CP and agent ending at same time but agent still shows running srvquery=1

Products

CA Automic Workload Automation - Automation Engine

Issue/Introduction

When an agent the CP it connects to stop at the same time in the following scenario causes downstream effects:

srvquery is set to 1 in ucsrv.ini
agent and CP it's connected to end unexpectedly at the same time (smgr service is killed, agent and CP end abnormally, network issues, etc...)

Downstream issues:

system believes the agent is still up and running
agentgroups do not resolve correctly as they still attempt to reach that agent
write_process and other agent tasks/processes do not work as expected

Environment

Release : 12.3

Component :

Resolution

This behavior is as designed in 12.3. The reason is that the srvquery=1 setting is used in the ucsrv.ini file to have the CP keep track of agents and whether they are alive or not instead of the WPs.

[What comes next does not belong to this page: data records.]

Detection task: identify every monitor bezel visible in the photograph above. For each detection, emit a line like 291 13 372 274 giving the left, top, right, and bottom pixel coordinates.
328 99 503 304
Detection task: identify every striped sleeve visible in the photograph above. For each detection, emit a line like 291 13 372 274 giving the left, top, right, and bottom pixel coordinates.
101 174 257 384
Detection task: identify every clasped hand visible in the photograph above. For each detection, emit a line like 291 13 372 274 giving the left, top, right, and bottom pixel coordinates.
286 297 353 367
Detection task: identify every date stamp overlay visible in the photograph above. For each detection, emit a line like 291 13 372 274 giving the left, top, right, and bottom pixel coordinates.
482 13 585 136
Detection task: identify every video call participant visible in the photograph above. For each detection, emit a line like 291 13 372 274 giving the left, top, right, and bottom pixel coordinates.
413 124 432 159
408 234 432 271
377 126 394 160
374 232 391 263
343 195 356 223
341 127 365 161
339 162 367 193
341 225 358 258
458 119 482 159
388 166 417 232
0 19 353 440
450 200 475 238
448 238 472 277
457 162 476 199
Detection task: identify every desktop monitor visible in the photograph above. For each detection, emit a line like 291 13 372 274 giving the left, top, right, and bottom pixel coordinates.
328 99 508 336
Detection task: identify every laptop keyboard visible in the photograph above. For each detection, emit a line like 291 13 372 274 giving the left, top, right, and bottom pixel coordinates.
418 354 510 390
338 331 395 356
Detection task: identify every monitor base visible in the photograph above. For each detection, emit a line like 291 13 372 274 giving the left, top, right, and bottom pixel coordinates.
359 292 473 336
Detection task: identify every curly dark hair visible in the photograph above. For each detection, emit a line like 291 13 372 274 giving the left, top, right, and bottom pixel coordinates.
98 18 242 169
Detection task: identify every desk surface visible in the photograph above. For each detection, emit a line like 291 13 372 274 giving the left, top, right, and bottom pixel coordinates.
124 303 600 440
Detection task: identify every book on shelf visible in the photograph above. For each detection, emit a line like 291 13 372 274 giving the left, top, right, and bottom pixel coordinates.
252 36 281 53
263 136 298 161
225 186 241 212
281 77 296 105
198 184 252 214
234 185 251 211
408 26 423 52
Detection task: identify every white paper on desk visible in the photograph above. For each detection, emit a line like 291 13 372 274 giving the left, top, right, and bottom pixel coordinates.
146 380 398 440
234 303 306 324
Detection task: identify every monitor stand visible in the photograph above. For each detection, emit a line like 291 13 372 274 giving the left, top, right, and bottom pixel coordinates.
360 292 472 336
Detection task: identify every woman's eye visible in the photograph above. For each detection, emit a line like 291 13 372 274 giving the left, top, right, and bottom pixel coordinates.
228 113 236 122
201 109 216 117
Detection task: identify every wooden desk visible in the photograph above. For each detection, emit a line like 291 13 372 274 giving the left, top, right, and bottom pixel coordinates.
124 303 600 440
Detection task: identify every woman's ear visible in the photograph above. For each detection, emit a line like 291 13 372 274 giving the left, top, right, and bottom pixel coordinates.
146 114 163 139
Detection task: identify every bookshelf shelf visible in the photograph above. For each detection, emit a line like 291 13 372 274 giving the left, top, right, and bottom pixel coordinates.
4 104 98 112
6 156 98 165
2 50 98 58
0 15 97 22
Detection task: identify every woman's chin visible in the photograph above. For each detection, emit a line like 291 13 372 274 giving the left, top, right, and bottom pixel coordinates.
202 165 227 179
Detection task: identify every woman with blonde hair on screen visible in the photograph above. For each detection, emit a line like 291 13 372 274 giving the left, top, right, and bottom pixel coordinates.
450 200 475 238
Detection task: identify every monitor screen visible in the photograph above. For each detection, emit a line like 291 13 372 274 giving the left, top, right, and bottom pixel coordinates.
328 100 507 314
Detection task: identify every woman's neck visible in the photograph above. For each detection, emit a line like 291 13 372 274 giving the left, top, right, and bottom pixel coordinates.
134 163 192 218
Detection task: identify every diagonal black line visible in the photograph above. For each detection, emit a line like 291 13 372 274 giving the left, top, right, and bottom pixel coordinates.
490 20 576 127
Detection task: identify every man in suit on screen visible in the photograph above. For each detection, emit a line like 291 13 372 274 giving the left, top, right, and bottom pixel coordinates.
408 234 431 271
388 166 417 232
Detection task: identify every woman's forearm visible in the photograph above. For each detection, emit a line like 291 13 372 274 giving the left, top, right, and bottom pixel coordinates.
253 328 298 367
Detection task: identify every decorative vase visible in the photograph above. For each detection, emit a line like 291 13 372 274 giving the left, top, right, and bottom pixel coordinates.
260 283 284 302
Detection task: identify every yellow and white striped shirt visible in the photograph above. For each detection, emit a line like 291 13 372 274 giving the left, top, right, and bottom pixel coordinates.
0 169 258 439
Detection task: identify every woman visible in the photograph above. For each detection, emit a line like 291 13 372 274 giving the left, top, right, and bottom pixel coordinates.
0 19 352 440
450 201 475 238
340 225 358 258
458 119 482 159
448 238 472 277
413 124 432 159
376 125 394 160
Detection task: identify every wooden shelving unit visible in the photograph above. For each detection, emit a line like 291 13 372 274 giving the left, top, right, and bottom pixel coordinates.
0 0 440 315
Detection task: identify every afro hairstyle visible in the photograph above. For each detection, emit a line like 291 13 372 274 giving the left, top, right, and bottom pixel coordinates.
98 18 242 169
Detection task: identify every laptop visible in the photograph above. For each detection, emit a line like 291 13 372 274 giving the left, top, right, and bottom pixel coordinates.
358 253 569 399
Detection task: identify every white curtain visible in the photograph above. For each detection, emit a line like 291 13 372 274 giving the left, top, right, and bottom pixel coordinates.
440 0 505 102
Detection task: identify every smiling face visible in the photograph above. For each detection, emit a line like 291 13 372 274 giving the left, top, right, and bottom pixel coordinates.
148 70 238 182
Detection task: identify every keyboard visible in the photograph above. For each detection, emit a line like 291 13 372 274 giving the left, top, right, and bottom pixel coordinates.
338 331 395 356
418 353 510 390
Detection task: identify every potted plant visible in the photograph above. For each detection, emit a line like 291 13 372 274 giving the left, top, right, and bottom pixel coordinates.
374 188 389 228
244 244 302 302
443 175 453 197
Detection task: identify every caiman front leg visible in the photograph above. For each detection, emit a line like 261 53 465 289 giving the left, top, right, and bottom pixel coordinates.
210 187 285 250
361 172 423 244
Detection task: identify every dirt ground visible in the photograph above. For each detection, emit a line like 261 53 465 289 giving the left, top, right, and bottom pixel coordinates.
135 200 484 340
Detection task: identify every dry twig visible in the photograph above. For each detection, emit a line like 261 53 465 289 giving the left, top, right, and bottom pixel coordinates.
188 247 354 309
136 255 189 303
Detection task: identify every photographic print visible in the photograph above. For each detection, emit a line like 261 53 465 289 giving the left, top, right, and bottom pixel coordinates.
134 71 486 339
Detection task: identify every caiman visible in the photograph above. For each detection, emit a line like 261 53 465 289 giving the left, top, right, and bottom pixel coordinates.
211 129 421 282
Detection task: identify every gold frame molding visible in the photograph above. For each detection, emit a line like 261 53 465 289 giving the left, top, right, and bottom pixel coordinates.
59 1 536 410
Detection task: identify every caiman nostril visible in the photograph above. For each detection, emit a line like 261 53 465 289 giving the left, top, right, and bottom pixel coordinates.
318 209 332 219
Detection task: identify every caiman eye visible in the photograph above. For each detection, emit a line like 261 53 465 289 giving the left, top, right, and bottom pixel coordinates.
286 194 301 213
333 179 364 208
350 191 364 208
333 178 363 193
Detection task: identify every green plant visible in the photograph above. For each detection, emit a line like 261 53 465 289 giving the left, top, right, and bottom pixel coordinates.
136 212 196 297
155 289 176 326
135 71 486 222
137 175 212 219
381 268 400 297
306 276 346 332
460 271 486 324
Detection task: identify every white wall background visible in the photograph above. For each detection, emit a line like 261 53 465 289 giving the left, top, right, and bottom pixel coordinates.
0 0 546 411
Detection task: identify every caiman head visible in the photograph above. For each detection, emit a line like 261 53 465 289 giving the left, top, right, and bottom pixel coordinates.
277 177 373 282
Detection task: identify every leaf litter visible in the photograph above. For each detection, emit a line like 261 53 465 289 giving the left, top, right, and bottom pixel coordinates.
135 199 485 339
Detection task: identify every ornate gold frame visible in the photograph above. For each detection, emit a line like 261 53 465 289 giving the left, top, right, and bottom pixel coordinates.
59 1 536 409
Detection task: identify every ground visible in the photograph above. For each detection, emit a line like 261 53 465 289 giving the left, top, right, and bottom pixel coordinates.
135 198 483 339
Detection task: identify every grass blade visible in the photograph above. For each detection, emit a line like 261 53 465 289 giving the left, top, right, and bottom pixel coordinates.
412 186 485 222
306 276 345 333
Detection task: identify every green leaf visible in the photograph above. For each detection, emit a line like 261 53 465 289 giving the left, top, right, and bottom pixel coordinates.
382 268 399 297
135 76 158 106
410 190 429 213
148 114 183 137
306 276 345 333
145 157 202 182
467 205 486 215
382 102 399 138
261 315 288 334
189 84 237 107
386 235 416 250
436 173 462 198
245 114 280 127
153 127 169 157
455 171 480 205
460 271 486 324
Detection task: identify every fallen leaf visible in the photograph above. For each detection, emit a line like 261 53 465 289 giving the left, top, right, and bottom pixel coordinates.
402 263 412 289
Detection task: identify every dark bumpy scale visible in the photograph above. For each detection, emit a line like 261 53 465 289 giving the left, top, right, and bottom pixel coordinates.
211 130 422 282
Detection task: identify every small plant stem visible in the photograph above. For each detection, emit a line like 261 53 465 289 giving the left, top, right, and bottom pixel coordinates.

This allows for faster reconnections and less load on the PWP, but there are some drawbacks. There are three scenarios for agents and CPs going down:

When an agent goes down and the CP is still running, the CP reaches out to the agent, sees it's no longer available and sends this information to the automation engine.
When a CP goes down and the agents are still running, they reach out to the CP, see that they cannot reach it, then they reach out to the other CPs in their CP_LIST and are able to reconnect
When the agent and CP both go down within a very short time of each other, the CP does not have a chance to see the anent went down and the agent does not reach out to a different CP to show that it's going down. In this case, there is no signal to the automation engine that the agent stopped.

When srvquery is set to 0, the PWP reaches out to the agents regularly to see if they are still running and if they are not, it tells the database that and the system sees the agent is not running.

In version 21.0, the same situation is definitely possible with non-TLS enabled agents which connect to a traditional CP; the TLS enabled agents (most RA agents, UNIX agents, Windows agents) now connect to a JCP which is a Java process instead of the traditional non-java CP. This behavior was not reproducible with TLS-enabled agents on version 21.0.

At this point, the long-term solution will be to update to 21.0. With version 12.3, there are a couple of recommendations:

Make sure when bringing down systems or servers for maintenance that if agents must be brought down, they are brought down first and they are reflected in the system as being stopped in the AWI. Then stop CPs.
The second recommendation is to use srvquery=0 if at all possible if there are 12.3 agents connected to a system. srvquery=1 is usually used if there are a thousands of agents and disconnects and reconnects of these agents all at once cause problems OR if there are any disconnect issues where srvquery=1 was recommended by Support, but usually if there are less than a thousand agents in the system (please note that this number can vary from system to system) and there are usually not any problems with mass disconnect and reconnect of agents, we'd recommend srvquery=0 rather than srvquery=1.